Catch all errors and provide failure summary

In order for the gates to get a meaningful metric to pass/fail against, write out the percent of failed attempts (that is, attempts that caused some exception) after receiving a termination/interrupt. Along with this, change the except clause in the test loop to catch all failures and log them, rather than aborting the program. This will allow the program to keep running until explicitly stopped, providing more accurate results. Since the exceptions are being caught at the loop level, the tests themselves can use a 'happy path,' without doing their own error handling. This makes implementation of tests more straightforward. Change-Id: I10436d1f3e99234aa167ab7a765e59d46d54eeb8
2017-05-22 15:12:31 -04:00 · 2017-05-22 15:12:31 -04:00 · 77a61e8cdd
commit 77a61e8cdd
parent 325076bef6
1 changed files with 24 additions and 28 deletions
--- a/bowling_ball/rolling_tests.py
+++ b/bowling_ball/rolling_tests.py
@ -15,13 +15,12 @@
 #
 # (c) 2017, Nolan Brubaker <nolan.brubaker@rackspace.com>

+# Necessary for accurate failure rate calculation
+from __future__ import division
 import argparse
 import datetime
 from keystoneauth1.identity import v3
 from keystoneauth1 import session
-from keystoneauth1.exceptions.connection import ConnectFailure
-from keystoneauth1.exceptions.http import BadGateway
-from keystoneauth1.exceptions.http import InternalServerError
 from keystoneclient.v3 import client as key_client
 import logging
 import os
@ -29,7 +28,6 @@ import signal
 import sys
 import time
 from glanceclient import Client
-from glanceclient import exc as glance_exc
 import tempfile

 logger = logging.getLogger(__name__)
@ -142,13 +140,8 @@ class KeystoneTest(ServiceTest):

        sess = session.Session(auth=auth)
        keystone = key_client.Client(session=sess)
-        # Only catch the 500 errors; let connection failures be handled by
-        # the test_loop function
-        try:
-            keystone.projects.list()
-            msg = "Project list retrieved"
-        except InternalServerError:
-            msg = "Failed to get project list"
+        keystone.projects.list()
+        msg = "Project list retrieved"
        return msg


@ -171,15 +164,9 @@ class GlanceTest(ServiceTest):
        image = glance.images.create(name="Rolling test",
                                     disk_format="raw",
                                     container_format="bare")
-        try:
-            glance.images.upload(image.id, self.temp_file)
-        except glance_exc.HTTPInternalServerError:
-            # TODO: set msg and error type instead.
-            logger.error("Failed to upload")
-            return
-        finally:
-            glance.images.delete(image.id)
-            self.temp_file.close()
+        glance.images.upload(image.id, self.temp_file)
+        glance.images.delete(image.id)
+        self.temp_file.close()

        msg = "Image created and deleted."
        return msg
@ -204,11 +191,18 @@ class TestRunner(object):
    def __init__(self):
        signal.signal(signal.SIGINT, self.prep_exit)
        signal.signal(signal.SIGTERM, self.prep_exit)
+        self.failures = 0
+        self.attempts = 0

    def prep_exit(self, signum, frame):
        self.stop_now = True
        logger.info("Received signal, stopping")
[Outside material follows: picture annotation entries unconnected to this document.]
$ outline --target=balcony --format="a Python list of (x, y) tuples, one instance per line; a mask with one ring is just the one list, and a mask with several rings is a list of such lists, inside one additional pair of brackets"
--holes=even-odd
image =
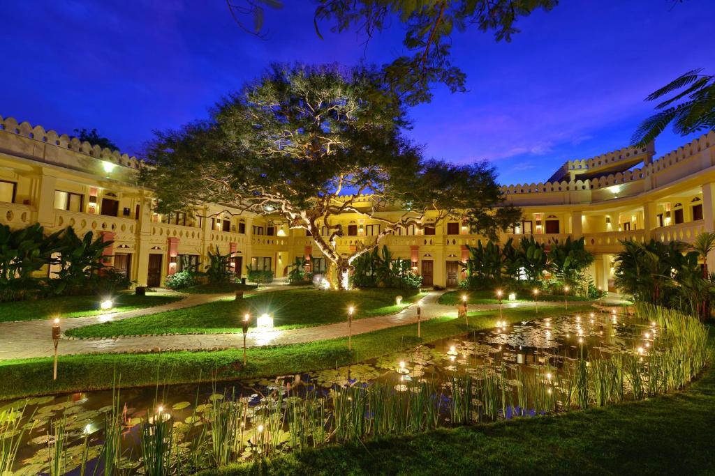
[(24, 228), (36, 221), (34, 206), (0, 202), (0, 223), (9, 225), (11, 228)]
[(88, 231), (99, 234), (102, 231), (115, 233), (115, 241), (133, 241), (137, 222), (133, 218), (84, 213), (67, 210), (54, 211), (54, 228), (59, 231), (72, 226), (78, 235)]

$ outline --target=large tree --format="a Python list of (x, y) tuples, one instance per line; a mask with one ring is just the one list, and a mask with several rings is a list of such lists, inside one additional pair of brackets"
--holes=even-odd
[[(669, 94), (672, 97), (664, 100)], [(702, 74), (702, 69), (688, 71), (646, 98), (658, 100), (659, 112), (641, 123), (631, 138), (633, 144), (654, 140), (668, 124), (681, 136), (715, 130), (715, 76)]]
[[(265, 8), (277, 9), (281, 0), (227, 0), (229, 11), (244, 30), (260, 35)], [(497, 41), (510, 41), (516, 23), (537, 10), (548, 11), (558, 0), (315, 0), (314, 24), (343, 32), (354, 30), (368, 41), (395, 24), (404, 27), (408, 54), (383, 69), (393, 90), (410, 104), (428, 102), (430, 86), (445, 84), (464, 91), (466, 75), (450, 59), (452, 35), (469, 29), (492, 31)], [(249, 26), (250, 22), (250, 26)]]
[[(404, 103), (373, 69), (274, 65), (208, 121), (157, 133), (146, 153), (156, 166), (142, 180), (157, 189), (160, 211), (225, 203), (307, 230), (342, 287), (357, 257), (398, 227), (423, 228), (428, 211), (430, 223), (466, 217), (492, 236), (519, 219), (499, 206), (493, 168), (425, 160), (403, 137), (408, 126)], [(396, 218), (381, 213), (395, 206), (403, 211)], [(348, 256), (337, 249), (342, 213), (382, 225)]]

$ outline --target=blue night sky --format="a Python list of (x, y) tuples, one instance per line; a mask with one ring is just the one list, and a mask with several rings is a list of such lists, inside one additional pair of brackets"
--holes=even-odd
[[(327, 25), (320, 40), (313, 4), (285, 3), (260, 39), (224, 0), (4, 2), (0, 114), (60, 133), (97, 128), (139, 153), (152, 130), (206, 117), (270, 62), (381, 64), (403, 53), (397, 23), (367, 48)], [(468, 91), (438, 88), (408, 133), (429, 156), (490, 161), (502, 183), (546, 180), (565, 160), (627, 145), (652, 112), (649, 93), (691, 69), (715, 72), (714, 18), (712, 0), (565, 0), (522, 19), (511, 44), (457, 34)], [(669, 131), (658, 154), (689, 138)]]

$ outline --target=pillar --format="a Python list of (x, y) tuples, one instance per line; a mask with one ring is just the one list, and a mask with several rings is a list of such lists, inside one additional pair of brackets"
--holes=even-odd
[[(713, 184), (711, 183), (706, 183), (702, 186), (702, 189), (703, 223), (705, 226), (705, 231), (712, 233), (715, 231), (715, 223), (714, 223), (714, 220), (715, 220), (715, 216), (714, 216), (715, 205), (714, 205), (713, 201), (715, 200), (715, 193), (713, 191)], [(715, 250), (708, 253), (709, 272), (715, 270), (715, 266), (713, 265), (713, 263), (715, 263)]]
[(169, 255), (168, 265), (167, 265), (167, 275), (171, 275), (177, 272), (178, 268), (178, 256), (179, 256), (179, 238), (175, 237), (171, 237), (168, 238), (168, 243), (167, 243), (167, 249), (169, 253), (167, 253)]
[(137, 263), (137, 285), (146, 286), (149, 277), (149, 251), (152, 248), (152, 199), (149, 197), (139, 199), (137, 221), (135, 259), (133, 260)]
[(581, 223), (583, 214), (581, 211), (571, 212), (571, 238), (580, 238), (583, 236), (583, 224)]
[(54, 226), (54, 190), (56, 183), (57, 178), (46, 175), (46, 171), (43, 169), (36, 203), (37, 223), (45, 228)]

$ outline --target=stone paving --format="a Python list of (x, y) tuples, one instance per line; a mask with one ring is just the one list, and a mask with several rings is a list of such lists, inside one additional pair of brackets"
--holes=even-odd
[[(289, 289), (288, 286), (268, 286), (257, 292)], [(457, 306), (444, 305), (437, 303), (445, 291), (430, 291), (420, 300), (423, 320), (441, 316), (456, 316)], [(104, 314), (85, 318), (64, 319), (63, 331), (69, 328), (96, 324), (109, 320), (127, 319), (167, 310), (181, 309), (230, 297), (229, 294), (189, 295), (186, 298), (164, 305), (125, 313)], [(582, 304), (584, 303), (581, 303)], [(573, 305), (576, 305), (574, 303)], [(539, 308), (563, 305), (561, 301), (539, 302)], [(533, 308), (533, 303), (508, 303), (505, 309)], [(498, 305), (470, 305), (470, 311), (498, 309)], [(362, 334), (380, 329), (413, 324), (417, 322), (416, 303), (401, 311), (384, 316), (358, 319), (352, 322), (352, 335)], [(51, 355), (54, 352), (50, 338), (52, 324), (49, 320), (19, 323), (0, 323), (0, 360), (29, 358)], [(347, 323), (337, 323), (300, 329), (285, 330), (252, 330), (247, 338), (249, 347), (295, 344), (324, 339), (333, 339), (347, 335)], [(60, 355), (92, 354), (99, 353), (152, 352), (159, 350), (201, 350), (217, 348), (238, 348), (242, 345), (243, 338), (240, 332), (235, 334), (194, 334), (185, 335), (126, 336), (109, 339), (68, 340), (59, 343)]]

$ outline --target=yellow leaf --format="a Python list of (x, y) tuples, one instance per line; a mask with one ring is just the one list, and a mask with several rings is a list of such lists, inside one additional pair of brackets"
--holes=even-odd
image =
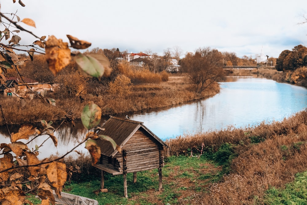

+    def write_summary(self):
+        percentage = (self.failures / self.attempts) * 100
+        # Display minimum of 2 digits, but don't use decimals.
+        logger.info("%2.0f%% failure rate", percentage)
+
    def test_loop(self, test):
        """Main loop to execute tests

@ -222,14 +216,8 @@ class TestRunner(object):
                against an OpenStack service API.
        """
        disconnected = None
-        # Has to be a tuple for python syntax reasons.
-        # This is currently the set needed for glance; should probably
-        # provide some way of letting a test say which exceptions should
-        # be caught for a service.
-        exc_list = (ConnectFailure, InternalServerError, BadGateway,
-                    glance_exc.CommunicationError,
-                    glance_exc.HTTPInternalServerError)
        while True:
+            self.attempts += 1
            try:
                # Pause for a bit so we're not generating more data than we
                # can handle
@ -262,11 +250,19 @@ class TestRunner(object):
                except NotImplementedError:
                    pass

-            except (exc_list):
+            # Catch all exceptions not handled by the tests themselves,
+            # since we want to keep the loop running until explicitly stopped
+            except Exception as e:
+                self.failures += 1
                if not disconnected:
                    disconnected = datetime.datetime.now()
+                # OpenStack API exceptions put their info in the 'details'
+                # attribute; 'message' is the standard one.
+                error_msg = getattr(e, 'details', e.message)
+                logger.error("%s", error_msg)

            if self.stop_now:
+                self.write_summary()
                sys.exit()